Individuals familiar with the matter said that despite the uncertainty of U.S. tariffs, officials in the Bank of Japan believe that there is no need to change its current position of gradual interest rate hikes. Bank of Japan officials believe Trump's tariff actions and retaliatory actions against the United States may weaken Japan's economy and may delay the process of achieving central bank price targets, people familiar with the matter said. But for now, their overall economic forecasts remain largely unchanged, and they are waiting for more data to analyze the impact of U.S. tariffs.
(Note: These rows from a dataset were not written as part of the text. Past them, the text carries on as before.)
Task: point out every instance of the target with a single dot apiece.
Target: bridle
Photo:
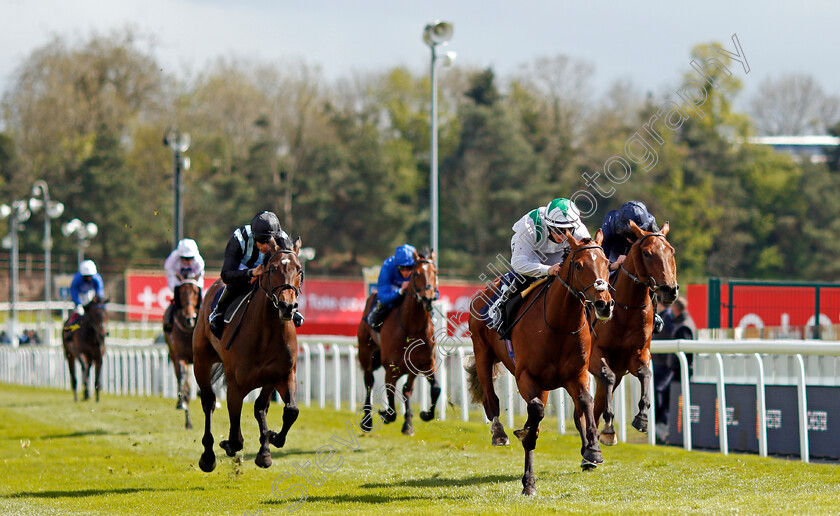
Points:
(650, 283)
(599, 285)
(272, 294)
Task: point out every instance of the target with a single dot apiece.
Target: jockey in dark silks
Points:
(619, 238)
(245, 255)
(392, 283)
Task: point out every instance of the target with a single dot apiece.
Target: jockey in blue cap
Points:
(619, 238)
(392, 283)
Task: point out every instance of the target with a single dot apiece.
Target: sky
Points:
(645, 41)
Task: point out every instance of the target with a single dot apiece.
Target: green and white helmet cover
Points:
(562, 213)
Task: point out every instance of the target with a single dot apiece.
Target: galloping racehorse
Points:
(404, 345)
(262, 353)
(87, 345)
(550, 349)
(622, 345)
(179, 341)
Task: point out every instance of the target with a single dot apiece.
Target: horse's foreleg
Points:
(585, 422)
(207, 462)
(529, 434)
(408, 426)
(605, 402)
(263, 458)
(235, 442)
(640, 422)
(389, 414)
(428, 415)
(287, 392)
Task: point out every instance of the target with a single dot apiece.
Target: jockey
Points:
(245, 253)
(86, 285)
(393, 280)
(619, 238)
(185, 262)
(538, 248)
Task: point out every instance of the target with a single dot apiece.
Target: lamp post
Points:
(179, 142)
(84, 232)
(52, 210)
(436, 35)
(18, 213)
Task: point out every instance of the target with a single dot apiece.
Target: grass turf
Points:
(131, 455)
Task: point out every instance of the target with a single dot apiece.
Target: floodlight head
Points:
(438, 33)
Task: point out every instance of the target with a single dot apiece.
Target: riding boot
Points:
(377, 316)
(217, 316)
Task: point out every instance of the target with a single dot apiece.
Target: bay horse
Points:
(87, 345)
(622, 345)
(404, 345)
(262, 354)
(179, 341)
(550, 350)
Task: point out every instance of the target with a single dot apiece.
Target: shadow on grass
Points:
(370, 498)
(82, 434)
(442, 481)
(81, 493)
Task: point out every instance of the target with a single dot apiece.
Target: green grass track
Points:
(131, 455)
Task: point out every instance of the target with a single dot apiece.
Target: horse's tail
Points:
(476, 391)
(217, 372)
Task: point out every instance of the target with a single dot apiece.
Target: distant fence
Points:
(328, 374)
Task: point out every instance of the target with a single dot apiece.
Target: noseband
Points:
(580, 294)
(272, 294)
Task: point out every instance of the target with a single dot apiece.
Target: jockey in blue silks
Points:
(86, 284)
(619, 238)
(392, 283)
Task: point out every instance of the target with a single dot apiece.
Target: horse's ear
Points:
(636, 230)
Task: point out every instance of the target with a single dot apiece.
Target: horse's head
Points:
(423, 279)
(189, 301)
(653, 258)
(96, 317)
(283, 279)
(587, 273)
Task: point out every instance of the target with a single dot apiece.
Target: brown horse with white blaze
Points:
(550, 350)
(262, 354)
(622, 345)
(404, 345)
(179, 340)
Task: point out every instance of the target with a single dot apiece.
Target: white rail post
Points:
(762, 407)
(685, 384)
(351, 357)
(337, 376)
(723, 427)
(465, 402)
(804, 449)
(322, 375)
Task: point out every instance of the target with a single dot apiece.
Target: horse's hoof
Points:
(276, 440)
(640, 422)
(388, 416)
(207, 462)
(229, 448)
(608, 439)
(501, 440)
(263, 460)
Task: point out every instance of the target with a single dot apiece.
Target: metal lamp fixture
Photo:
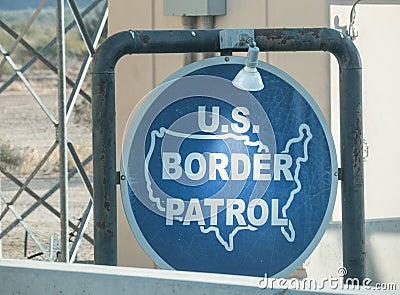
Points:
(249, 78)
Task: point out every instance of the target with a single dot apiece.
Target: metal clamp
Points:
(235, 38)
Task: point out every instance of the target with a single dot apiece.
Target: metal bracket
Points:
(232, 39)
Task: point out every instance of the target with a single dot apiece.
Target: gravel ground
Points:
(27, 129)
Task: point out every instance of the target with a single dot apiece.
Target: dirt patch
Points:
(26, 128)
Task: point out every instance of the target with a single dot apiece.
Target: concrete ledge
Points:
(32, 277)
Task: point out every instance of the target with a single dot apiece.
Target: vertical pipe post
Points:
(104, 169)
(62, 132)
(351, 139)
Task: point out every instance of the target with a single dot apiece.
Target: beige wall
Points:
(310, 69)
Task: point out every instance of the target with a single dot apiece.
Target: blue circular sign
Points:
(218, 179)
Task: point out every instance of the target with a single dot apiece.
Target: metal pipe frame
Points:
(183, 41)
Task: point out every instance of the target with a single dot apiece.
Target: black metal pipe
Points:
(181, 41)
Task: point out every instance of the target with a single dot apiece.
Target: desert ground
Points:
(27, 132)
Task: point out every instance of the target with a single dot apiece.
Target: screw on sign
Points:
(223, 180)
In light of the various situations that could arise in the economy, officials’ view is that it is too early to include these situations in the basic forecast and make significant changes to the central bank’s policy stance, people familiar with the matter said. The Bank of Japan may also consider lowering inflation expectations in its quarterly economic report released at the end of the policy meeting, people familiar with the matter said. The change will stem from a stronger yen, a decline in oil prices and possible economic weakness. They said the Bank of Japan's first core inflation forecast for fiscal 2027 may be around 2%.

Institutional View

1. TD Securities: The Fed is expected to cut interest rates five times this year

TD Securities analyst Molly Brooks said that the Fed may start cutting interest rates in June and cut interest rates five times this year. According to the Chicago Mercantile Exchange, the market expects four or more rate cuts in 2025. Brooks said concerns about economic growth will ultimately outweigh the inflation risk, forcing the Fed to relax monetary policy, but she doesn't think the U.S. will fall into a recession.

2. Daoming Securities: From the perspective of risk-reward, Trump is unlikely to fire Powell

TD Securities analyst Molly Brooks said that Trump is unlikely to fire Powell, and this move will trigger a long legal battle. With Powell's term ending in May 2026, it may not be worth it to try to oust him now, Brooks sees this as a risk-reward factor. However, it must be admitted that the risk of Trump's intervention in the Fed is another concern on Wall Street, and the market is very tight.